Are there an infinite number of binary operations for any set? I have just begun to take a look at A First Course in Abstract Algebra by Fraleigh.
The following definition is provided (ed. 6, pp. 32).

Definition: A binary operation, $*$ on a set $S$ is a function mapping $S \times S$ into $S$. For each $(a,b) \in S \times S$, we will denote the element $*((a,b))$ of $S$ by $a*b$. 

After experimenting with the definition, I began to wonder whether regardless of what $S$ is, will there always be a possible binary operation. I thought, yes.

Conjecture: Let $S$ be a set. Regardless of what $S$ contains, there always exists at least one binary operation on $S$.

Proof: 
Let $S = \emptyset $. Then the statement there exists a function mapping $S \times S$ into $S$ is vacuously true since there are no elements to map. Thus the proposition is true for the empty set case.
Suppose $S$ is not empty. Let $a$ and $b$ be two arbitrary elements of $S$, and in the case where $S$ has just one element $a= b$. Definite $*$ to always return the first item in the ordered pair, such that $a*b=a$. This would map $S \times S$ into $S$ regardless of what the set $S$ may be. 
Therefore, every possible set has a possible binary operations.
This seems to demonstrate there is always a binary operation for a set, but then it lead me to wonder whether there is also an infinite number of binary operations for any given set $S$. 

Conjecture: Let $S$ be a set. Regardless of what $S$ contains, there is an infinite number of possible binary operations on $S$.
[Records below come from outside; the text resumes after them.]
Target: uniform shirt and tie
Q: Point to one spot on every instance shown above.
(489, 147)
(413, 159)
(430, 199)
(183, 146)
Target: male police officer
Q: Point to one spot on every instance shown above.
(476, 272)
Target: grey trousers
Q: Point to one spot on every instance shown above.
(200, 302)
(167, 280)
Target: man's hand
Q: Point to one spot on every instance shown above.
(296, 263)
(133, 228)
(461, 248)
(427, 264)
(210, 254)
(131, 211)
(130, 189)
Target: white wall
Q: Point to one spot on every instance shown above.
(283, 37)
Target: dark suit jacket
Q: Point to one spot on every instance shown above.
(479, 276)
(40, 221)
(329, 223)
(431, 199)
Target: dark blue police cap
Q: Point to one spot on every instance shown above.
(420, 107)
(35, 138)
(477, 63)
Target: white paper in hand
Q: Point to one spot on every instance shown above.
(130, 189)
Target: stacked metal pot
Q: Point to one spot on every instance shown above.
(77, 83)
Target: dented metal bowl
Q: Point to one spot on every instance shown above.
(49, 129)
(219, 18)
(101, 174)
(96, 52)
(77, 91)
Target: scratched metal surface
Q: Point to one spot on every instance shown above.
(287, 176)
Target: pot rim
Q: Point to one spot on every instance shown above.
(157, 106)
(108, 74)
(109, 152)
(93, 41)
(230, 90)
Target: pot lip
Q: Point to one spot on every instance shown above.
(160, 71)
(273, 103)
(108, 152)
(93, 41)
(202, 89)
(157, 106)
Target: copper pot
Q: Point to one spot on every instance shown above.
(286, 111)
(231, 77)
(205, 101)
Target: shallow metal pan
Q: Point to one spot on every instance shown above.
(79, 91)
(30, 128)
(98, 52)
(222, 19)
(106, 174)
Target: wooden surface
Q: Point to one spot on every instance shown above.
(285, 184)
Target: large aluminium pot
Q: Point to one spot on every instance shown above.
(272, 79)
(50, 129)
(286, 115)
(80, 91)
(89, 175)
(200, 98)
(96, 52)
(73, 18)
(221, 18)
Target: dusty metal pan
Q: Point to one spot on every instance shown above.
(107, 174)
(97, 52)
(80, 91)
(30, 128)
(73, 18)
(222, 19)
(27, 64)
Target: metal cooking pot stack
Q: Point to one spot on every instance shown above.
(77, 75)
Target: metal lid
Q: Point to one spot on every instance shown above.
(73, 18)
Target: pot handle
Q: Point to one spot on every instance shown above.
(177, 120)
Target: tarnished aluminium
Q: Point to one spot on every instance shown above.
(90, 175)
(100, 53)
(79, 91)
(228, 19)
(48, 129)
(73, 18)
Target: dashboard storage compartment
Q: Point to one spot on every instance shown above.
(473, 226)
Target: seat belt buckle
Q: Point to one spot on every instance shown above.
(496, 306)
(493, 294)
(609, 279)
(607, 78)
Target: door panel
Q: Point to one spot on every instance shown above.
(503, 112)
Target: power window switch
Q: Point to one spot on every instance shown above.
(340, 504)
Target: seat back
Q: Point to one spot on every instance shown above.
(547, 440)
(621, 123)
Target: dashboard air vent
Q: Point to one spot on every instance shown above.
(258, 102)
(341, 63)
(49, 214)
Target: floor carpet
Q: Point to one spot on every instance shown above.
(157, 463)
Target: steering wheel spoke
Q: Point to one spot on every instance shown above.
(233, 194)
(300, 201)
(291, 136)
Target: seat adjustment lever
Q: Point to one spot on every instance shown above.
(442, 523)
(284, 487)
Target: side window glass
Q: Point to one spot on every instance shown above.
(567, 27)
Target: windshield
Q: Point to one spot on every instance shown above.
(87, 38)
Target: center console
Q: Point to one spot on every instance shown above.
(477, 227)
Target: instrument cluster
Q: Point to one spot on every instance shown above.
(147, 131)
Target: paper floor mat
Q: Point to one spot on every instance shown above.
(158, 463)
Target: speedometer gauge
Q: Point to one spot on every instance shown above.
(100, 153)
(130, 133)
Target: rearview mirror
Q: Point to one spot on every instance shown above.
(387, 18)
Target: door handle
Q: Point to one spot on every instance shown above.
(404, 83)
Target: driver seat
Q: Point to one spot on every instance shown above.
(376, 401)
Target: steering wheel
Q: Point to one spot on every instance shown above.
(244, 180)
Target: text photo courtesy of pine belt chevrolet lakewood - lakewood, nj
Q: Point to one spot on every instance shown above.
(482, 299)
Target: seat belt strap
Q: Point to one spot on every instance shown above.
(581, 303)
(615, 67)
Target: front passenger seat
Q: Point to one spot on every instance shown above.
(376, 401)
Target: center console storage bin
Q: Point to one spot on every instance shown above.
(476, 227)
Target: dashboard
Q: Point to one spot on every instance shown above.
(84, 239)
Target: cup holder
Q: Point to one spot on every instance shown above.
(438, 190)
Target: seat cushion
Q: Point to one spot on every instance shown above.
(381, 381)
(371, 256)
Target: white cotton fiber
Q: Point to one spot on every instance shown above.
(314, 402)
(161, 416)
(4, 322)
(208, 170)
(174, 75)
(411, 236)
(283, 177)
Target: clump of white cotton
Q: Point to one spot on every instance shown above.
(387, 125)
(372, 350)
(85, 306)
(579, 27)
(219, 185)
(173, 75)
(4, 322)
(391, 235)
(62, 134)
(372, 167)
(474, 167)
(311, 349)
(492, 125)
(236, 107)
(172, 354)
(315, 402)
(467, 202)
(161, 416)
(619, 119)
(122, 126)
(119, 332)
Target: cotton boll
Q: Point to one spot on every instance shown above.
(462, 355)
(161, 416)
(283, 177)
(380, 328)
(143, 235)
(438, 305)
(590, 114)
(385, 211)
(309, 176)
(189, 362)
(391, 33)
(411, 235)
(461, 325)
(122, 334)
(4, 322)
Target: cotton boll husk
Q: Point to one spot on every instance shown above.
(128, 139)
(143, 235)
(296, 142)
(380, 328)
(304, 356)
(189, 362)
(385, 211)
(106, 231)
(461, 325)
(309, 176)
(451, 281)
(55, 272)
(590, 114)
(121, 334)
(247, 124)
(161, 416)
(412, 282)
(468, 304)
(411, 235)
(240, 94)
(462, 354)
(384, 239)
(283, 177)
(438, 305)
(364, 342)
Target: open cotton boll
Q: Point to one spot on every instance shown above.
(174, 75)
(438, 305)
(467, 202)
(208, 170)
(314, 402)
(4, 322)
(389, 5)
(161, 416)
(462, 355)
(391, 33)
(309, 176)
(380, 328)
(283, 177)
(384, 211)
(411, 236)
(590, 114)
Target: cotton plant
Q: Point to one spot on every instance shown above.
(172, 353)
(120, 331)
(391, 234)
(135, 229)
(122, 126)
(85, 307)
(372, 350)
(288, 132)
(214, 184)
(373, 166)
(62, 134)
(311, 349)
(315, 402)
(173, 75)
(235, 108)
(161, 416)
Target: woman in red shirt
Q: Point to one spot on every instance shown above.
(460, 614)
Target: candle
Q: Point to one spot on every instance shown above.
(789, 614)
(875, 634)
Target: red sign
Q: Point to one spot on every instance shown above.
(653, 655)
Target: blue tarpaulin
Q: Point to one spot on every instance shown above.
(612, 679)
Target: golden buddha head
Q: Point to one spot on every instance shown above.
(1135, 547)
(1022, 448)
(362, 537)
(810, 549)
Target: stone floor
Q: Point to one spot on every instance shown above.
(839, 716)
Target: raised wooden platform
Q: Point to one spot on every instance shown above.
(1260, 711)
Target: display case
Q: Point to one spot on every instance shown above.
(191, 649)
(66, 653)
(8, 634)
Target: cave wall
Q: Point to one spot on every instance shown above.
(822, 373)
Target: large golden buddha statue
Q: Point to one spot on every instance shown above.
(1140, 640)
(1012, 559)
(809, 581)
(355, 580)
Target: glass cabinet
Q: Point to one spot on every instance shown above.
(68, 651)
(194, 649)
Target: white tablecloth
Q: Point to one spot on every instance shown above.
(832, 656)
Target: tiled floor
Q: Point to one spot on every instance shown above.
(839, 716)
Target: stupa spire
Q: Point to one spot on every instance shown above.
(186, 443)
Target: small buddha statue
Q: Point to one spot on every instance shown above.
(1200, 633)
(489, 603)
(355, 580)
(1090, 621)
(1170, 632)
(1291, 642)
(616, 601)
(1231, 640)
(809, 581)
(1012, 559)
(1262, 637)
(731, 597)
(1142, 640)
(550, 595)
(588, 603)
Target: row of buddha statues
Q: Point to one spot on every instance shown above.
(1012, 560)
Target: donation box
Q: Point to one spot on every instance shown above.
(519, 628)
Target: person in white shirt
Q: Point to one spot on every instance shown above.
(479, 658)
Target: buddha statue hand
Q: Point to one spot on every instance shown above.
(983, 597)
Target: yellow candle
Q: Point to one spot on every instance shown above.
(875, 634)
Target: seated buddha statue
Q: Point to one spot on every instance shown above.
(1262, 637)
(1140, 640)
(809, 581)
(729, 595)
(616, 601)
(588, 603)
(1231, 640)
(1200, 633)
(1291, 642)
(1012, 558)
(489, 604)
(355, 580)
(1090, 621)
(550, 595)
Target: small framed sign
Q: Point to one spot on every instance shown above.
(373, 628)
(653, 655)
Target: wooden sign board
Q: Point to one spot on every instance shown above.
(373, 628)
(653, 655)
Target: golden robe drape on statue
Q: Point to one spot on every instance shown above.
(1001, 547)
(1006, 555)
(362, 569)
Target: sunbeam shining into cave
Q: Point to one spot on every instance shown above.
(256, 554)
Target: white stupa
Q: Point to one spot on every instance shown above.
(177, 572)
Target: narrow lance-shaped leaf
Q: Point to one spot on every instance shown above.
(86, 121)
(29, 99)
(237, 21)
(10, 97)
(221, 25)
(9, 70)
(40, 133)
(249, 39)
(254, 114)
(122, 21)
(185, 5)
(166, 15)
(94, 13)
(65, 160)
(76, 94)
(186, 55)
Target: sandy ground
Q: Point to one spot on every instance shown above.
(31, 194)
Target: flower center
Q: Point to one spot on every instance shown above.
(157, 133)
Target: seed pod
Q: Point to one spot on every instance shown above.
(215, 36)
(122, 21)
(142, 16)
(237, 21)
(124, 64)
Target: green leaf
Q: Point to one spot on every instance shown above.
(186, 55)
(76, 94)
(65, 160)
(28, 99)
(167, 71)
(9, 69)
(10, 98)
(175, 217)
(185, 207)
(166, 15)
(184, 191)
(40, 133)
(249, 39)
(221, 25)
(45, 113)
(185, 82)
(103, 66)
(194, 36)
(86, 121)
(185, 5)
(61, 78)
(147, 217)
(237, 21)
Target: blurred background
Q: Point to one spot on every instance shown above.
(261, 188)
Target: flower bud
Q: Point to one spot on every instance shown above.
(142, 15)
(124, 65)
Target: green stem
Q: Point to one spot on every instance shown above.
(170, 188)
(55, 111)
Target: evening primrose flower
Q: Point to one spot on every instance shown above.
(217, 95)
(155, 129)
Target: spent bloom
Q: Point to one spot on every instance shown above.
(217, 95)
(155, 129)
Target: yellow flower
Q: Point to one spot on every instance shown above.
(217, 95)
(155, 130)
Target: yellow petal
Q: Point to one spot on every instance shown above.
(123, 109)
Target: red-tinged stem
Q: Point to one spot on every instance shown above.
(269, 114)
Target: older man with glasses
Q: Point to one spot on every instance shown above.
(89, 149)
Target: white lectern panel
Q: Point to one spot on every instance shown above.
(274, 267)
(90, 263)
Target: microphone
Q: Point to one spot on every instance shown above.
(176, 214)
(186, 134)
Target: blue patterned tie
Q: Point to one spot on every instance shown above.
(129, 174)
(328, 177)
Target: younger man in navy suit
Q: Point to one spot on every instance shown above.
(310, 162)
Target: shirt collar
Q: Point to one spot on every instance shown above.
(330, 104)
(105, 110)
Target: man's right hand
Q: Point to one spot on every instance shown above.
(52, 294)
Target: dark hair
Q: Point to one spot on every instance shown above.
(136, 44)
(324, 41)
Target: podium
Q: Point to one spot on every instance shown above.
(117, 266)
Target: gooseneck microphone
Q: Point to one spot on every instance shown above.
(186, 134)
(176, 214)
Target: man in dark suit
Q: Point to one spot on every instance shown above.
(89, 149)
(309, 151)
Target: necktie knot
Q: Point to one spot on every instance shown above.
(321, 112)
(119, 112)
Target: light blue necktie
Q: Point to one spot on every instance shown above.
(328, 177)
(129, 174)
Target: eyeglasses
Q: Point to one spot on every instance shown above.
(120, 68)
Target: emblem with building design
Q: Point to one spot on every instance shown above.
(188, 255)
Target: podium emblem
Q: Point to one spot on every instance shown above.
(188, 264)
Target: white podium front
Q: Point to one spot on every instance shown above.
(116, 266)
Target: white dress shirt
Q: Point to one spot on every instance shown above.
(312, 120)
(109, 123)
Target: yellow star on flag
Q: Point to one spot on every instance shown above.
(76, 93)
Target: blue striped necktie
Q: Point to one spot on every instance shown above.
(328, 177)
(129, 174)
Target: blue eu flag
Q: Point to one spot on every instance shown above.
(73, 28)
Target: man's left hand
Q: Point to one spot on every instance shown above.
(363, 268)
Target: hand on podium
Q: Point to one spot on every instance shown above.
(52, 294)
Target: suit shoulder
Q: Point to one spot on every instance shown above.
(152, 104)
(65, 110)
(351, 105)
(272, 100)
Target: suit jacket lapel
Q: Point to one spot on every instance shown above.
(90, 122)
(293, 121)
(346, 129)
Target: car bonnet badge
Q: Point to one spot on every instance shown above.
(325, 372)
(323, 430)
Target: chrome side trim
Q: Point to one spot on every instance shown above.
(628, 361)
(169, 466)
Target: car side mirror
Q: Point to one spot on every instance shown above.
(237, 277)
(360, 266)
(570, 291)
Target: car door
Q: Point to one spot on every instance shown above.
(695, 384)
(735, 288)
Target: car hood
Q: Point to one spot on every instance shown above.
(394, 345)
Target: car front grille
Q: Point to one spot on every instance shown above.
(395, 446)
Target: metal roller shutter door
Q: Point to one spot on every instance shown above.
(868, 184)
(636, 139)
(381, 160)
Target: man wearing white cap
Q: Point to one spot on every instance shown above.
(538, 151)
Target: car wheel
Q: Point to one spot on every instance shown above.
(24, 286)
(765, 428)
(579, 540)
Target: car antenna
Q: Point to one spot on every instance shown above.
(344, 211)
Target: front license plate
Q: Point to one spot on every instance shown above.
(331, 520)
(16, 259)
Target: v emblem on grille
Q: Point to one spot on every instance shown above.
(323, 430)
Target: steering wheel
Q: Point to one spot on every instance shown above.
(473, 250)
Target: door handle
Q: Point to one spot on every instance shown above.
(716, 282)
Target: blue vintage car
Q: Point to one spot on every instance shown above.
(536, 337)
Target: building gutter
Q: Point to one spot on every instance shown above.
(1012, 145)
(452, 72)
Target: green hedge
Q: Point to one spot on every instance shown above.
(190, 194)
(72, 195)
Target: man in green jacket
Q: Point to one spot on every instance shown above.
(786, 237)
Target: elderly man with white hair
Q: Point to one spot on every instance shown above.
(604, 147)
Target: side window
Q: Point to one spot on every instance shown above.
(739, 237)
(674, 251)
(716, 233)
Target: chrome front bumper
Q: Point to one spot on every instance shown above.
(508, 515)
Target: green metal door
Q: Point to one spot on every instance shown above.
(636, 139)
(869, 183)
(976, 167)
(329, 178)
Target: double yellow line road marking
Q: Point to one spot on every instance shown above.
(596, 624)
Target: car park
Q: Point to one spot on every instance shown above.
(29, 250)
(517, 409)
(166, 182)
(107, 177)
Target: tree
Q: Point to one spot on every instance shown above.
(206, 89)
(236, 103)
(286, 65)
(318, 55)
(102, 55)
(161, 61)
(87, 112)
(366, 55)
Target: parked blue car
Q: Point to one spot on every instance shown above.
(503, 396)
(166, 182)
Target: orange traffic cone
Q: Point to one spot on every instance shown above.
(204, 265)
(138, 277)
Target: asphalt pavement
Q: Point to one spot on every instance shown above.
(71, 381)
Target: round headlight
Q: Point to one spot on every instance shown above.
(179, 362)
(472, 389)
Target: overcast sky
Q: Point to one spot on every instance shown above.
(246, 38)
After thinking of possible binary relations, I think I have come up with a proof that shows the above statement is true.
Proof: If $S$ is empty, then any declared binary operation would be vacuously true.
If $S$ is not empty, and $S$ is an infinite set. Define a binary operation on $S$ as: let $a$ and $b$ be two arbitrary elements of $S$. Then $a *_n b$ always returns the $n^{th}$ element in the set $S$. Any infinite number of $n$ can be chosen, thus there are an infinite number of binary relations on $S$ when $S$ is infinite.
If $S$ is not empty and finite, define a new set $S'$. $S'$ contains the same elements as $S$ in the same order, and where $S$ terminates, $S'$ continues with the last element of $S$ repeated over again. Thus defining the binary operation as in the infinite case, but on $S'$, we get the same result since every element in $S'$ is in $S$. 
Example: Let $S = \{ a , b , c \}$. Then $S' = \{ a , b , c , c , c , ... \}$

What I am wondering is:
Are my proofs of my conjectures correct?
Is there a more elegant way to address the question?
 A: To address the proposal directly, consider $S' = \{a, b, c, c, c, \ldots\}$. The notation is a little ambiguous, but it suggests that the operations $*_3$ and $*_4$ on $S'$ are defined by $x*_3 y = c$ and $x*_4 y=c$ for all $x,y$. So we have the identity $x*_3 y = x*_4 y$. For any reasonable definition of equality of operations, this means that $*_3=*_4$, or in English: they are the same operation. In set theory, operations are defined in such a way that this is indeed the case.
As fkraiem notes, sets do not have repeated elements, so $S' = \{a, b, c, c, c, \ldots\} = \{a,b,c\}$. Likewise, the set of operations you've defined is
$$\{*_1,*_2,*_3,*_4,*_5,\ldots\}=\{*_1,*_2,*_3,*_3,*_3,\ldots\}=\{*_1,*_2,*_3\},$$
which is a finite set.
A: A binary operation is a function $f : S\times S\to S$. However, if $0 < \left|S\right| = n < \infty$, we can count the number of such functions:
$$
\#\{f: S\times S\to S\} = \left|S\right|^{\left|S\times S\right|} = n^{n^2}< \infty.
$$
If $S$ is infinite, then there are clearly an infinite number of such functions. So your second conjecture holds if $S$ is infinite, but not if $S$ is finite (if $S = \emptyset$, there is a unique function $f : \emptyset\times\emptyset\to\emptyset$). Your first conjecture is true: if $S\neq\emptyset$, then say $a\in S$. Define $f : S\times S\to S$ to be the constant function sending any element of $S\times S$ to $a$. This is a binary operation for any nonempty set, and we have already seen a binary operation for $\emptyset$ (your argument for nonempty $S$ also works).